Atsuko was off to work early and we breakfasted with Shinichi. It was the first time I have ever had hotdogs for breakfast. Tasty.
We had a show at a Saitama juku (cram school) and armed with a box of CDs we braved the rush hour trains and did our best impersonation of sardines. We arrived at Mizonuma Community centre and met the juku teacher, a former flight attendant. It only took 30 minutes to remove the sliding doors between the two tatami rooms where we were to perform.

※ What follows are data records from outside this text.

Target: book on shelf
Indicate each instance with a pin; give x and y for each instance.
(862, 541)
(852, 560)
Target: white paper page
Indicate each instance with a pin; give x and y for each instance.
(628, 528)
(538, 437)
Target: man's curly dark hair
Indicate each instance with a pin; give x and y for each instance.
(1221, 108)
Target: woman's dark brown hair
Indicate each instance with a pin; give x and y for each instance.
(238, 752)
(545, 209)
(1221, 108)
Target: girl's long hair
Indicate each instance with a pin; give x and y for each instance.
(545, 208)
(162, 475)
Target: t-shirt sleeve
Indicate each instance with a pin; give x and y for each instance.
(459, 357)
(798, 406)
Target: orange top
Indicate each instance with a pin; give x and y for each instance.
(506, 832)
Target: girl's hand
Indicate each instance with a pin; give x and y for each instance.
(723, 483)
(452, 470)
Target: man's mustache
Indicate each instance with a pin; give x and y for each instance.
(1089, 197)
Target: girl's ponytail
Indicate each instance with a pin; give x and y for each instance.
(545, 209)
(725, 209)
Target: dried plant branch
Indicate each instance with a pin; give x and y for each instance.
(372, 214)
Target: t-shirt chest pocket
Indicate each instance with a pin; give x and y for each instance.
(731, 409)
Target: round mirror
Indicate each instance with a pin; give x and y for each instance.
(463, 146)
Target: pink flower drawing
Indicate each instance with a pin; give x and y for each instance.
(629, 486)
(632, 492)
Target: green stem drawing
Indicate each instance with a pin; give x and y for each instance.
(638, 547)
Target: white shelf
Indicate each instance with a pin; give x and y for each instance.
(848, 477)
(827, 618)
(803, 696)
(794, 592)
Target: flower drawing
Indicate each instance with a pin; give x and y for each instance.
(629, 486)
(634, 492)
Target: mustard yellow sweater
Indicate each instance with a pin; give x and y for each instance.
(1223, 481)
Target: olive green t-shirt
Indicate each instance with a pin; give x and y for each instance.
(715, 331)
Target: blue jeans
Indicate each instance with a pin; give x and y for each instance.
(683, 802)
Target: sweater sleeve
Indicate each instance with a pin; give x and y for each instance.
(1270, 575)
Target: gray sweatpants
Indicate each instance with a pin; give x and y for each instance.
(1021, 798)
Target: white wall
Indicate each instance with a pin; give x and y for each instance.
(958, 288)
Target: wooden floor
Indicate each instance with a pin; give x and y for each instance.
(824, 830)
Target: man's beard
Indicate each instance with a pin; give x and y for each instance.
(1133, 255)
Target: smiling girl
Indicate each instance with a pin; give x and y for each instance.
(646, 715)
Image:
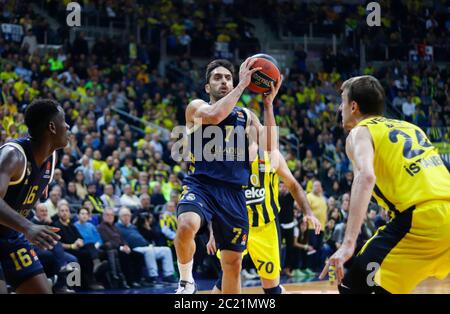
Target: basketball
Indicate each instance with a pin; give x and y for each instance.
(270, 73)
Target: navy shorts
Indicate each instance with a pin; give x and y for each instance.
(18, 260)
(221, 204)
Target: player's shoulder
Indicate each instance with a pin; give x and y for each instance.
(12, 154)
(195, 103)
(359, 132)
(12, 160)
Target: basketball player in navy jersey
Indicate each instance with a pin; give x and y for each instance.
(213, 192)
(26, 168)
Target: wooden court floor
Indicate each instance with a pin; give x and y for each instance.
(429, 286)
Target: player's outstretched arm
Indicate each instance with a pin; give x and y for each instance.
(200, 111)
(359, 147)
(12, 164)
(294, 188)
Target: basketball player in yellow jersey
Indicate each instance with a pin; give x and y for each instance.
(395, 160)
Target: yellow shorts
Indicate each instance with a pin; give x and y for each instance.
(264, 246)
(415, 245)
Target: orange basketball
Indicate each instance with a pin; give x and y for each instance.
(270, 72)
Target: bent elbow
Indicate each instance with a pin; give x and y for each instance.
(369, 178)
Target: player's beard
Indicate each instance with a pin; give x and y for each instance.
(217, 95)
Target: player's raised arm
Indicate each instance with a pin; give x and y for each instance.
(294, 188)
(12, 165)
(218, 83)
(359, 147)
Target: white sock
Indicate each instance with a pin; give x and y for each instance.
(186, 271)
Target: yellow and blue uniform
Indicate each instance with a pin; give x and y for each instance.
(17, 256)
(264, 238)
(214, 187)
(413, 183)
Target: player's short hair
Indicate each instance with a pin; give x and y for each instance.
(38, 114)
(367, 91)
(218, 63)
(82, 208)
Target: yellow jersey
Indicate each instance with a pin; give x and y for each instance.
(408, 168)
(261, 194)
(319, 208)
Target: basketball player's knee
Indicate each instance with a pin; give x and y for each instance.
(187, 227)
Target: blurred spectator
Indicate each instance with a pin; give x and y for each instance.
(95, 200)
(73, 244)
(117, 251)
(129, 199)
(72, 197)
(80, 185)
(319, 208)
(151, 253)
(109, 199)
(52, 202)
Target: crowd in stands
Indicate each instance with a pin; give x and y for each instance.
(115, 189)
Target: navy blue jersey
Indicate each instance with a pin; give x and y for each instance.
(23, 194)
(223, 156)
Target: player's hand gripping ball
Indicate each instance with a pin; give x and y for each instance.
(260, 82)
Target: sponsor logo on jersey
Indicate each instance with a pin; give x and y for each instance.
(190, 197)
(255, 195)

The juku show was..... interesting. We were told there would be a few younger children but that the majority would be between 6 and 9 years old. We began the show and discovered that half the kids were about 4 years old (or younger) and had attention spans to match. Fortunately Genki English is catchy enough to motivate these little tots, and even though there was a fair bit of 'shushing' required we pulled it off.

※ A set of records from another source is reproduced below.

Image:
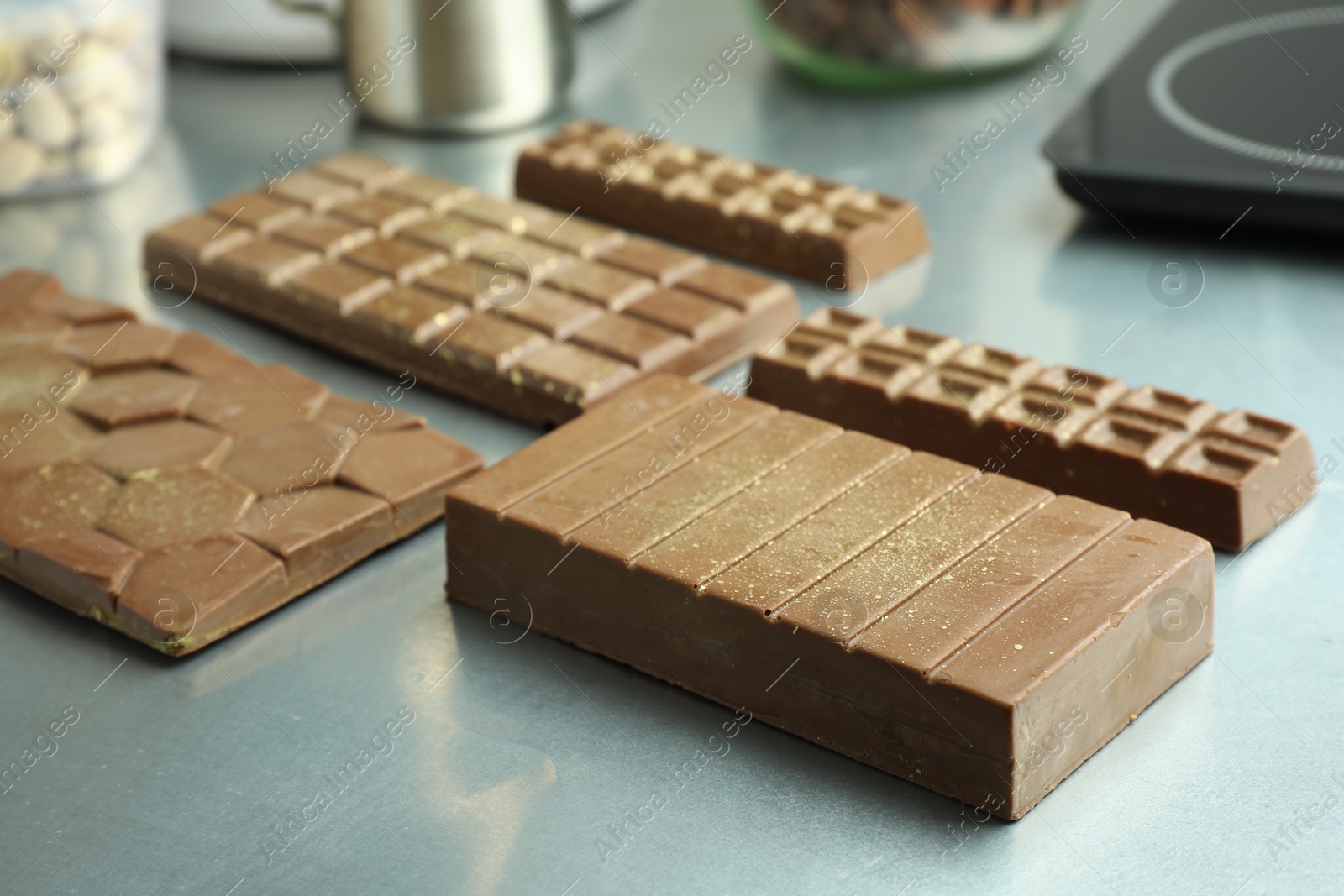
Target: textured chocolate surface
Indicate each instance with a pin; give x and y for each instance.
(776, 217)
(1147, 452)
(503, 302)
(972, 633)
(165, 486)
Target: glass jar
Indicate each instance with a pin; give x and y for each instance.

Afterwards we had an interview with Ms Nagao from the Japan Education Newspaper. We went to Doutor. Reporters like interviews with us because we keep them amused for hours. We like interviews with reporters because they buy us lunch. No, really we had a good time too - Ms Nagao was really cool, and knew her stuff.
After the interview I went for a haircut. 1000yen, 10 minutes. When I walked back into Doutor Richard started laughing. In the interim he had opened the package we received from the juku teacher as a token of her appreciation. It contained:
- a bottle of Hardy Brothers wine from Australia
- jam tarts
- a chocolatey Danishy thing
- half a loaf of bread
Richard was tired, and had a cold, so he decided to stay in. I had promised to meet up with Denene and the other JETs, and a friend of mine now living in Tokyo - Jo Pyrdon.
I caught the train into Roppongi - the suburb of Tokyo where non-Japanese gather en masse of an evening and give themselves and the rest of the world a bad reputation. Only one in ten people was Japanese. I found Denene and company and we retired to Propaganda Bar. I met some Aussies from Yamanashi and danced to Men at Works "Land Down Under". Met even more Saitama JETs. Caught up with Jo and her boyfriend Masa. Spread the word about Genki English. Had a Guinness.
We moved to Bar Isn't It. After six weeks living in the Genki Mobile it was great to get on the dance floor and have a boogie. The Saitama JETs were no slouches in the groove department either. Denene was very gregarious - she affectionately bade farewell to every dance partner. For the record, I didn't dance with her - her dance card was already full.